Financial Impact of Loss of Life in a Personal Injury Claim

Posted in Wrongful Death at 3:26 pm by kevin

There are different kinds of damages that can be claimed involving the death of an adult in a personal injury claim. Most of the time, the most significant head of loss is financial dependency. This is where the partners and/or family members were partly or fully reliant on the income generated by the deceased.

Now, the key to correctly valuing a fatal accident claim that includes a dependency claim is the assessment of work and income potential and life expectancy of the deceased. Anyone who makes a claim (the claimant) has to prove that they depended on the income of the deceased, and that should the accident not have occurred, it’s most likely that the deceased would have lived and continued with working and producing income.

Then again, it’s not all the time that the deceased is one who would have worked until normal retirement age, lived until average old age or have the same pre-accident level of income. There are a number of cases where the ability of the deceased to provide for their dependents have been challenged, or in certain cases, be difficult to determine. Examples of cases like these are those involving people with health problems, a mixed work history or in the beginning stages of a professional career or running a business.

There are also cases where the dependents claim for dependency would be called into question. Let’s illustrate this with an example. Suppose a surviving spouse if afflicted with HIV and is seeking asylum in the UK where she is benefiting from the provision of retroviral drugs. However, the solicitors of the defendant can argue that her application for asylum has a chance to fail.

As a result, the spouse would go back to her home country which doesn’t offer quality HIV care, and as such, her life expectancy would be shortened as is her claim for dependency. Suppose an expert in HIV/AIDS in the claimant’s side was able to provide ample evidence that yes, with the right drugs, the spouse has a fighting chance to live. This will result in a failure of the defense and a win for the surviving spouse.

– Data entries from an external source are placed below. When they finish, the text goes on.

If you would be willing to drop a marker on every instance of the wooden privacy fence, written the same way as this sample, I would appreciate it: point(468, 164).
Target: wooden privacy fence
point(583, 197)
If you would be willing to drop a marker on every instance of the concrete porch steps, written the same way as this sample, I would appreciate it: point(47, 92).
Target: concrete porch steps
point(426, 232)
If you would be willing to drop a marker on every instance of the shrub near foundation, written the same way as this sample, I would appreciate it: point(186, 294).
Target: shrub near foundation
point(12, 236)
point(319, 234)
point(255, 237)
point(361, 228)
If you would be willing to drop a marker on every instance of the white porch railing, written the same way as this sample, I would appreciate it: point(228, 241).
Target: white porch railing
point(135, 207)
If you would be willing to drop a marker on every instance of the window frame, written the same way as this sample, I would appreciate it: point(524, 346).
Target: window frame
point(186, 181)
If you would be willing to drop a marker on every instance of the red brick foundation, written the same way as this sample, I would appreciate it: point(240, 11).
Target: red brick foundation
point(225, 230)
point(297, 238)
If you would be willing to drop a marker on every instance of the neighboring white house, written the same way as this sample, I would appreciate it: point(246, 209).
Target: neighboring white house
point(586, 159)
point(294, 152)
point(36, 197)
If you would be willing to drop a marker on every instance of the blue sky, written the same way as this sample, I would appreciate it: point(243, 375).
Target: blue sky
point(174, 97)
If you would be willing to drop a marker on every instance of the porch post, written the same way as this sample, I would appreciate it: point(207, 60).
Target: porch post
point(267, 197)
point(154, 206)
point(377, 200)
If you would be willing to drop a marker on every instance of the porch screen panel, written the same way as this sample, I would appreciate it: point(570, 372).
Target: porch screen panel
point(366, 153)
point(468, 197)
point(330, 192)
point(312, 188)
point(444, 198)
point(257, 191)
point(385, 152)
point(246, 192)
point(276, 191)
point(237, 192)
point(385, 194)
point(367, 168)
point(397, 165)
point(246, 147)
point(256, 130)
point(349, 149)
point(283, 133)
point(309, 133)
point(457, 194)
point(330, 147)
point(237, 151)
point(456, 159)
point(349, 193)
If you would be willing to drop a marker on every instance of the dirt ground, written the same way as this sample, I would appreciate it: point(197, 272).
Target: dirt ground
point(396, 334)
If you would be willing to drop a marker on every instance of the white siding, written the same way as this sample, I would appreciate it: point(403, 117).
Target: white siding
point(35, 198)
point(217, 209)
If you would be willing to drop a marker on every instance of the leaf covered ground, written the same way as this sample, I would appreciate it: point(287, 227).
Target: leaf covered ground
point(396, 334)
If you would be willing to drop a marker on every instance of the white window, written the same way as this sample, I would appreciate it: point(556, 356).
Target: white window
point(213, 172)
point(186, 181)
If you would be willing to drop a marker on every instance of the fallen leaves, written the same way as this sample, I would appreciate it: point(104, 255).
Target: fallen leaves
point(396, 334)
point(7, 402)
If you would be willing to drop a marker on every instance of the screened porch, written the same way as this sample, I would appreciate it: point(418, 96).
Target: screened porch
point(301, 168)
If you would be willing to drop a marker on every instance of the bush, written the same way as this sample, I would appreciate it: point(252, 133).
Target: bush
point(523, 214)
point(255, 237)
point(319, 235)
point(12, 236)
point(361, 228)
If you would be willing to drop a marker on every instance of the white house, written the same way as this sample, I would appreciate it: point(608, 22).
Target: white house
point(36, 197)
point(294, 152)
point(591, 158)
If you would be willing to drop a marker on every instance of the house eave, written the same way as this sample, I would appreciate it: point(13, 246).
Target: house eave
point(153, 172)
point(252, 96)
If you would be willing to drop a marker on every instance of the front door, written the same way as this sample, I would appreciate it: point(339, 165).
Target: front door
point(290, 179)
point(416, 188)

Let’s use another example to highlight different aspects of claiming. The husband of a claimant suffered a stroke the year prior to being killed in a road traffic accident. The husband was in his 50s and hadn’t been working the entire year, but held conversations with his employer before he died regarding the possibility of returning to work.

Now, if the husband had gone back to work and retired early because of his underlying poor health, this could shorten the dependency claim. But what if a court-preferred cardiologist is able to provide evidence that the deceased could have worked longer had the defendant given him credit for completely giving up smoking, taking his medication an performing exercises recommended by his doctor? A situation like this could result in something positive for the surviving spouse.

The takeaway here is that reliable and expert evidence that supports the length of the dependency claimed is so important in claims involving dependency. A deep look into the work and health history of the deceased, as well as their future plans is vital. In other words, a complete understanding of the deceased as well as their family is crucial in presenting the right claim.